Even when we “good eggs”5 know we are doing it—say, oh, 20 percent of the time—we easily justify it in terms of sparing feelings, or putting a good face on things, or making a story just a little “better” and no harm done.
The point being, in regard to our Scottish farm couple, that of course they lie to each other. They do it mostly because everybody lies, but partly because they love each other.
Leaving open the question regarding Aehd's secret: Has she kept her steer schooling from Sheamus because she's afraid he'd be angry, or because he'd think less of her, or because she's protecting him from the knowledge that his farm may be the fountainhead from which emerges a domestic animal revolution?
That would be good to know.
But we don't. Meanwhile it's fairly certain she won't say. At least here. [Sheamus is a reader and has a strange interest in teeth. This book could land on his reading list at any moment.]
What we do know is this: Macallan speaks in a Scots brogue, which pretty clearly suggests that Aehd does as well, and for that matter Sheamus. Mac picked up the accent he heard as a wee wad—as do we all. As do we all.
So were they in Scotland?
Pretty clearly not. There's no way anyone would pay to transport a pair of Angus calves from Bonnie Scotland to a cattle auction barn in Madison County, North Carolina.
So I guess the happy farm couple spent their childhoods in the Highlands and emigrated in their twenties, separately. They hadn't met. Yet.
Let's see. Aehd had found a job as a nanny6 for a well-to-do couple outside of Raleigh. They thought it quite charming to have a Scot adding a bit of worldliness to the children's lives and she was (and is) good with kids.7
For his part, Sheamus had met a farmer from the Western Carolina mountains who'd been on a hiking venture in the Grampians.8 They'd hit it off and Randy Gorsten had invited his new friend to pay a visit. Sheamus came, overstayed his visa, and ended up in partnership with Gorsten up in Yancey County.
Then Aehd and Sheamus both showed up at the Grandfather Mountain Highland Games9 ...
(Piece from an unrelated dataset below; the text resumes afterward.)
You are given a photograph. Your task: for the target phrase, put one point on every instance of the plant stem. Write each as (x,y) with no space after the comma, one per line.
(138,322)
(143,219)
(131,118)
1 Italian again! And closing in on our goal of 300 footnotes!
2 In the song, “Everybody Lies,” Leo Kottke, 1989.
3 In the Pali language. #13!
4 You think those people like not talking? (Five to go.)
5 The “bad eggs” are horses of a different color.
6 A harbinger? Of her later education of a steer who would end up on the dairy farm of a goat-herd? Spooky, seems to me.
7 And again? Greg's life is all about nannies and kids. Plus the electrician gig. Greg having employed Sheamus. See?
8 One of three mountain ranges in Scotland. [Just one more to go now.]
9 Where we recall Davis Turned the Caber. Page 156. And Bingo! We've reached our footnote goal, and need proceed no longer. Whew! (This is footnote #300 in the print edition.)